Installation & Setup - kevmtan/EEG-ICA-pipeline GitHub Wiki
This guide and its code are tailored for .bdf recordings from CMU Psych's BioSemi. It has been tested on CNBC's Psych-O cluster, using Matlab 2013a (should work up to Matlab 2014a). To use 2013a on Psych-O, enter mode load matlab-8.1
each time you open a session.
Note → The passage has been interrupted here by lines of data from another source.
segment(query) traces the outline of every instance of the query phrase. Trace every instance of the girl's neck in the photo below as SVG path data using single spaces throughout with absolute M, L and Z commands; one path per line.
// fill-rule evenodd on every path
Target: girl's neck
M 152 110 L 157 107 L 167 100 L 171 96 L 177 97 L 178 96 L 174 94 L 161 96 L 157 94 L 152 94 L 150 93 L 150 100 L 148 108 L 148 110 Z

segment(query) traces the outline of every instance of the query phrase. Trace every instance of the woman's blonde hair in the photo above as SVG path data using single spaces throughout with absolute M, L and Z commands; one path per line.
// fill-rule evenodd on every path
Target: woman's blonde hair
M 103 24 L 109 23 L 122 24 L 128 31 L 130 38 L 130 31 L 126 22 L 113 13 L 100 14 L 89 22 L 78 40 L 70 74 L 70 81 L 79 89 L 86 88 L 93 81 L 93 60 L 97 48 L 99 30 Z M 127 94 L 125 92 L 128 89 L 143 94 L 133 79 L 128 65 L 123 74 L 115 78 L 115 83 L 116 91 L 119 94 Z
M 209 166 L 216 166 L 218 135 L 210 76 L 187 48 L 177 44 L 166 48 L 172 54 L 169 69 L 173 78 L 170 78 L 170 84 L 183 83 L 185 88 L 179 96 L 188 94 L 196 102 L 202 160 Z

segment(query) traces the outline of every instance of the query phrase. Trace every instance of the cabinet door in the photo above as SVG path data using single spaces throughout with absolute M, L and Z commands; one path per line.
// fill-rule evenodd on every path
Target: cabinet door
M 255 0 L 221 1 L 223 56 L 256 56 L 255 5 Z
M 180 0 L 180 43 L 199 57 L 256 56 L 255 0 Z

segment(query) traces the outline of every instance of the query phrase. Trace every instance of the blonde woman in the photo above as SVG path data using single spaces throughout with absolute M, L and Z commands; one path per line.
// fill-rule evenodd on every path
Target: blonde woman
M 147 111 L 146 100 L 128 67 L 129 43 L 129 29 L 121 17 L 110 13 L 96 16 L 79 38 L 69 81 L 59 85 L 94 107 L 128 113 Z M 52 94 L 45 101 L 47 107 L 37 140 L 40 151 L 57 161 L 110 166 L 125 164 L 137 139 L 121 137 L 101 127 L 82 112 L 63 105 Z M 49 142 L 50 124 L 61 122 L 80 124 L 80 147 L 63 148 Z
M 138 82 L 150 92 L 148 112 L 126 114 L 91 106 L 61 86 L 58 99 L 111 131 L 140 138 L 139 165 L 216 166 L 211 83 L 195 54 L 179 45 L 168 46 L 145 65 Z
EEGLAB will not work on Matlab 2014b+!
- Install latest EEGLAB in your user MATLAB directory
- Run EEGLAB and install the required plugins (GUI method highly recommended)
- Click
File > Manage EEGLAB extensions > Data import extensions
then install:- Biosig toolbox
- Click
File > Manage EEGLAB extensions > Data processing extensions
then install:- Fieldtrip-lite (Oostenveld et al., 2011)
- MARA (Multiple Artifact Rejection Algorithm; Winkler et al., 2011)
- PrepPipeline (Bigdely-Shamlo et al., 2015)
- firfilt (Finite Impulse Response Filter; Widmann et al., 2015)
- fitTwoDipoles (Piazza et al., 2016)
- AMICA* (Adaptive Mixture ICA; Palmer et al., 2011)
- FASTER* (Nolan et al., 2011)
- * If they do not appear in the GUI, manually install AMICA & FASTER to your EEGLAB plugin directory
- Click
Add the EEG base directory and PrepPipeline base+subdirectories to your Matlab path. "Save as" this path to your home MATLAB folder (or somewhere accessible). The default Matlab path is protected in Psych-O, so you'll have to manually load it each time you start Matlab: cd('yourpathfolder'); path(pathdef);
NOTE: The supplied code will need editing to match your directory structure, filenames, and preferred parameters. Newer versions of the above may also require changes in the code. For example, AMICA functions change names for each version, so that would need to be updated.
The image above shows the settings that should be used for preprocessing and single-subject analysis. However, the functions in the supplied code will apply custom EEGLAB settings. It's best to check your settings each time you start EEGLAB: File > Memory and other options
- DISABLE "use single precision", as double precision computation is essential because round off in single precision quickly destroys any natural commutativity of the linear operations (Bigdely-Shamlo et al., 2015).
- ENABLE "scale ICA activity by root mean square (RMS)." This takes the RMS of each channel's contribution to an IC. Effectivity, this shows an IC's activation as its relative contribution to the total EEG data, making ICs comparable to each other (Zavala-Fernandez et al., 2007)
- DISABLE "keep at most one dataset in memory" for pre-processing and single-subject analysis. ENABLE this setting for multi-subject analysis via EEGLAB's study structure.